Sunday, February 19, 2023

Nerrivik: We Should Be Known As Goddesses

 


 

Goddess of the Sea provides fish for Inuit. She is the goddess of fisherman and hunters.   There is a story that goes with Nerrivik, and, although, like many of the Goddess stories, it is not a pretty story, but has great meaning.

One time, a long time ago, a bird (well, he was a magical bird as you will see) fell in love with a woman.  He searched the icy areas for a seal skin coat because men look so handsome in seal skin coats.  He had very bad eyes and could not see very well so the search took a long time.  But his love for the woman urged him on. 

He found a walrus tusk and made himself some goggles so he could see great and look great.  The kind of glasses he made were called goggles against snow blindness. 

Donning the coat and the goggles, he set off in the shape of a man.  He hurried to her village and wooed her until she succumbed to this fine looking man in his fine coat and walrus rims.  He took her to his home and began catching seal for her to eat.  One day, not long after they arrived home, he was clumsy and knocked his goggles off. 

Well, when the wife saw his bad eyes she wept because she felt he could not be a good provider with such weak eyes.  Besides, he no longer looked as handsome to her.  She wept and he laughed at her and put his goggles back on. 

One day, right after this happened, her brothers came to visit the sister they missed.  Her husband was out hunting.  They found their sister weeping and so they took her home with them before he got back. They put her in their round seal-skinned umiak and paddled off. 

When the bird man got home and found her gone, he thought she had been kidnapped.  He set out to find her.  The wind howled and the snow flew.  He threw off his sealskin coat and decided to fly to find her.  He was so terrified for her and so angry, that the flap of his wings were thunderous and caused such a winter storm that it was a frightening thing to anyone who might have been out on the sea.
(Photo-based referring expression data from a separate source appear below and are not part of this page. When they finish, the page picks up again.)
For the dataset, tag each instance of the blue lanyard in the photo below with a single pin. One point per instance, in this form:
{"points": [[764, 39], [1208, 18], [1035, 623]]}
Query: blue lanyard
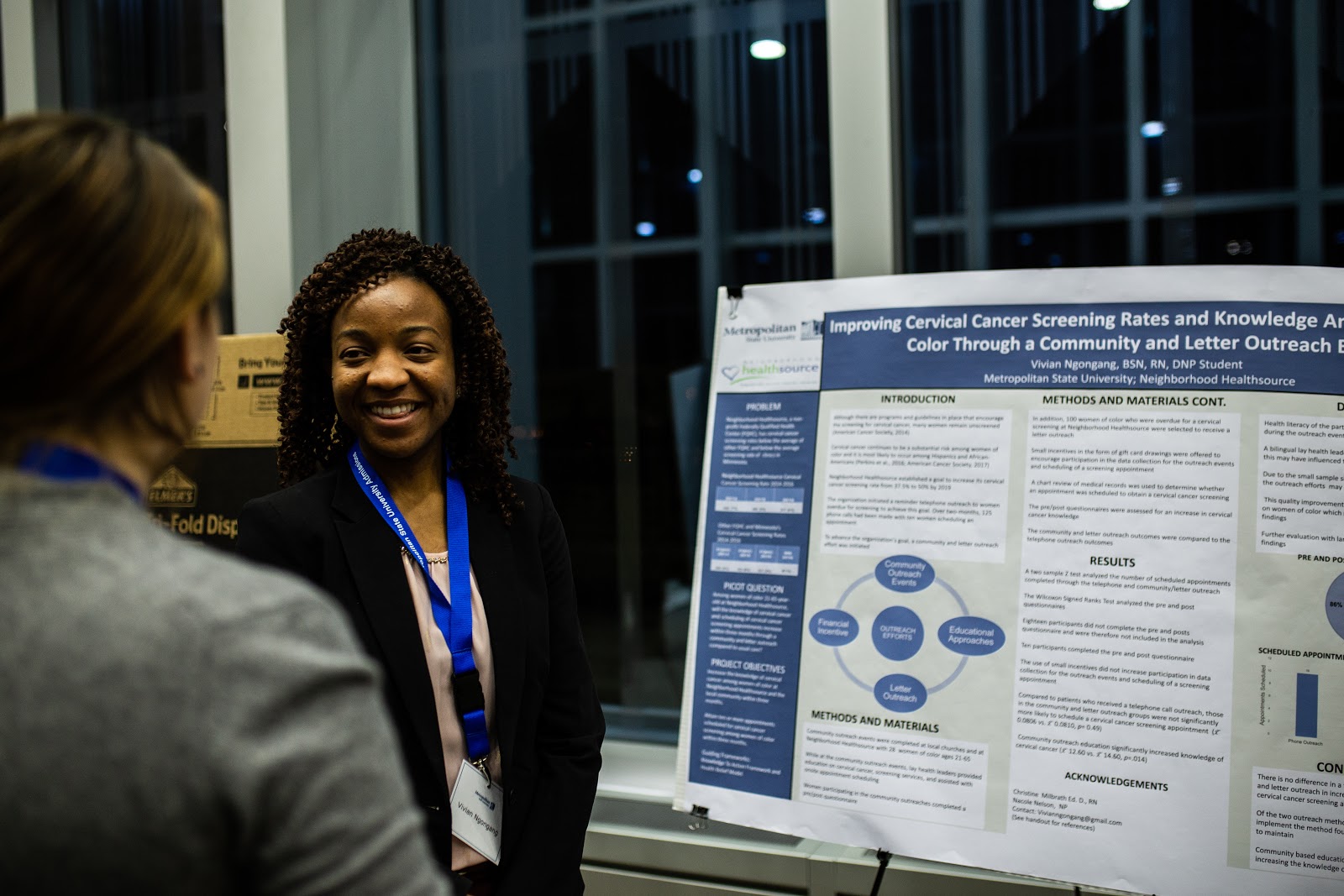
{"points": [[73, 465], [454, 618]]}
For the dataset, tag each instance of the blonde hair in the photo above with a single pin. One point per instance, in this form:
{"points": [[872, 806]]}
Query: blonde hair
{"points": [[108, 244]]}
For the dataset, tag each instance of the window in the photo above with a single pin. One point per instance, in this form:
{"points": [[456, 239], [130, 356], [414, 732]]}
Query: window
{"points": [[1039, 134]]}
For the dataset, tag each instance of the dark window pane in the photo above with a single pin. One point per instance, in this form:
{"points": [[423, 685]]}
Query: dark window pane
{"points": [[938, 253], [776, 125], [549, 7], [577, 449], [1260, 237], [1221, 80], [933, 102], [667, 336], [662, 116], [159, 66], [1332, 93], [1332, 253], [1057, 103], [1068, 246], [777, 264], [561, 125]]}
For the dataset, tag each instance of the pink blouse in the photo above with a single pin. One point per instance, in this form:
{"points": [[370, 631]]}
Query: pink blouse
{"points": [[440, 661]]}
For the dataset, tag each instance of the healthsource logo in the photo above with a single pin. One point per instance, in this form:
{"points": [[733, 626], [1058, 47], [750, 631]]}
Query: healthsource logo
{"points": [[737, 374]]}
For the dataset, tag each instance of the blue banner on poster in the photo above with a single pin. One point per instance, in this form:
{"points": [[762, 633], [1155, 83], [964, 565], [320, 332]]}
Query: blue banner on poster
{"points": [[1268, 347], [753, 573]]}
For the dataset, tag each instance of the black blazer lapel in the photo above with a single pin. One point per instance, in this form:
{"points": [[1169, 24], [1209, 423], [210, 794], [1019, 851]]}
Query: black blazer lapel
{"points": [[374, 555], [506, 610]]}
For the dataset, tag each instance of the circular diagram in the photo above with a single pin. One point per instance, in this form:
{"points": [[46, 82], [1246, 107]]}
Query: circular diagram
{"points": [[898, 631]]}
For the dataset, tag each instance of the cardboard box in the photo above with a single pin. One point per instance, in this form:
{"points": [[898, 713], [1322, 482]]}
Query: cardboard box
{"points": [[232, 454]]}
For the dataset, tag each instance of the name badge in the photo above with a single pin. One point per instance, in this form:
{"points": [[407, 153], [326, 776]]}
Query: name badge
{"points": [[479, 812]]}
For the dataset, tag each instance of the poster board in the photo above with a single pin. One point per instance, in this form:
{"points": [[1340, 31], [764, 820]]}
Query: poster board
{"points": [[232, 454], [1035, 571]]}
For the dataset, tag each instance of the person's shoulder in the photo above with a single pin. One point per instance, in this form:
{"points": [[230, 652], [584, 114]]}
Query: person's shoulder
{"points": [[223, 590]]}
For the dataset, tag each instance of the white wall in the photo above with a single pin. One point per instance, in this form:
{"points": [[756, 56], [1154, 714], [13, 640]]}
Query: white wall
{"points": [[322, 137], [353, 136]]}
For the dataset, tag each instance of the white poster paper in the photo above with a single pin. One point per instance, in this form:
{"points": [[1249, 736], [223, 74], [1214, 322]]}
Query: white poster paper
{"points": [[1037, 571]]}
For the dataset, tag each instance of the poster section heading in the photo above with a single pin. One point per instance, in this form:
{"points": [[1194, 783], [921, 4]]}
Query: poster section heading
{"points": [[750, 610], [1276, 347]]}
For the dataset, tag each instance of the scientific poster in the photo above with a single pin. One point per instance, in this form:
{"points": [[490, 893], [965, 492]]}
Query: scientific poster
{"points": [[1037, 571]]}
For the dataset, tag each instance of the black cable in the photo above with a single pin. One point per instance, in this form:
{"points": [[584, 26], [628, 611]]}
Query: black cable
{"points": [[884, 857]]}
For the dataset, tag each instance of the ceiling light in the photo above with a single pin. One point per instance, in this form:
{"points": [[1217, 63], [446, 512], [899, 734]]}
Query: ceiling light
{"points": [[766, 49]]}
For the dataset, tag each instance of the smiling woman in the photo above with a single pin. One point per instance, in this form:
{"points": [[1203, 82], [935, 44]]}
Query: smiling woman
{"points": [[393, 376], [456, 575]]}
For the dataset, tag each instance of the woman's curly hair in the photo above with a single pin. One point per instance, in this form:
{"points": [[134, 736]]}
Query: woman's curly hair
{"points": [[312, 437]]}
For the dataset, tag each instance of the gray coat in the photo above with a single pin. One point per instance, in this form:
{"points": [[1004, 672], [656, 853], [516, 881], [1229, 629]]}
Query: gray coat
{"points": [[174, 720]]}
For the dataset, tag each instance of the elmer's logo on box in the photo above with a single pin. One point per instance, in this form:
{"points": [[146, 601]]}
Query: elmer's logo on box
{"points": [[172, 490]]}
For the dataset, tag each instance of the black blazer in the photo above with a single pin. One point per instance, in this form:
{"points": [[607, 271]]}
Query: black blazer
{"points": [[548, 719]]}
The bird man caused such a storm that the umiak almost tipped in the waves.  

The brothers, who were quite a few, finally decided that their sister was the cause of the storm.  They picked her up and threw her into the foaming sea.  She sunk in all her warm skins and she cast them off and was able to reach up and catch the rim of the round boat with one hand.  But, the brothers were ever afraid and the oldest brother, so sur she was the cause of the storm, used his curved knife and whack off the hand she was holding on to the boat with. 

And, so, she was drowned but as she sunk to the bottom of the sea, she turned into Nerrivik.  She was so pitiful, and beautiful and strange, that the sea people made her their goddess.  She had only one hand so she could not comb her long beautiful hair.  The sea people did that for her to honor her.  We still think of ‘mermaids’ combing their long hair, right?)  She helped everyone live in harmony and the people, to this day honor her.  They believe it is her who sends the seals and other large sea people to them for food.  

Another name we know Nerrivik by is “Sedna” and there are many many stories about her in the far North.  This goddess teaches us about Providence, about nature, and about providing things of water, of things in water that were learned to be food.  It is said she gave birth to fishes and seals and whales and polar bears.  In Alaska, in the original cultures, the people feast when giving out whale meat and there are dances to celebrate those lost to the sea during the last year.  It is their way of giving thanks.

We, too, must remember where our food comes from.  We must honor those that give their lives to sustain us.  Have fish today.  (In fact, if you can get a small bowl for goldfish, etc., it is a good thing for every time you feed it, it is honoring the goddess.)

We do not know when we will go, or how, but we have to know, wherever it is will be awesome and we never know, maybe we will be remembered as a goddess.  We should be.